System Performance Degradation
Incident Report for ServiceChannel
Postmortem

System Performance Degradation Incident Report

Date of Incident: 06/13/2019

Time/Date Incident Started: 06/13/2019, 10:35 am EST

Time/Date Stability Restored: 06/13/2019, 1:12 pm EST

Time/Date Incident Resolved: 06/13/2019, 1:18 pm EST

Users Impacted: Active users

Frequency: Intermittent

Impact: Major

Incident description:

System Performance Degradation where users were unable to login to the system, or experienced errors during the login process.

Root Cause Analysis:

We have identified an issue related to login session management in classic ASP code. This issue resulted in a number of cascading failures, which in turn created timeouts throughout the ServiceChannel platform.

Actions Taken:

Reverted code from previous release

Restarted Redis Cluster

Mitigation Measures:

Added additional monitoring to notify SRE team when Redis Cache hits are over defined thresholds.

Implemented manual temporary stopgap measures and currently working on a permanent solution.

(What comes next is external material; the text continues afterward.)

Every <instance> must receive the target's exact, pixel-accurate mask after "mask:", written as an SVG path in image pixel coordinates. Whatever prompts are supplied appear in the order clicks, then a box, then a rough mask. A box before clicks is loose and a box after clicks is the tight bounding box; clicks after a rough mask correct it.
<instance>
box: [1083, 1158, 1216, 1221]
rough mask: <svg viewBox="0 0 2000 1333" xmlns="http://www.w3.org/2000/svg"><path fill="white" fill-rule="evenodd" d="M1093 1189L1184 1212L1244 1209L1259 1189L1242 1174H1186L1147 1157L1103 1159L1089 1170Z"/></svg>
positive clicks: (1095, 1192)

Posted 2 months ago. Jun 17, 2019 - 16:37 EDT

Resolved
All services are confirmed running as expected. We consider this incident to be resolved.
Posted 2 months ago. Jun 13, 2019 - 15:50 EDT
Update
We are continuing to investigate this issue, we thank you for your patience.
Posted 2 months ago. Jun 13, 2019 - 11:44 EDT
Investigating
We are currently investigating degraded system performance. We will provide an update shortly. Thank you for your patience.
Posted 2 months ago. Jun 13, 2019 - 10:35 EDT
This incident affected: Call Center, Fixxbook, IVR, Service Automation, and Email Processing.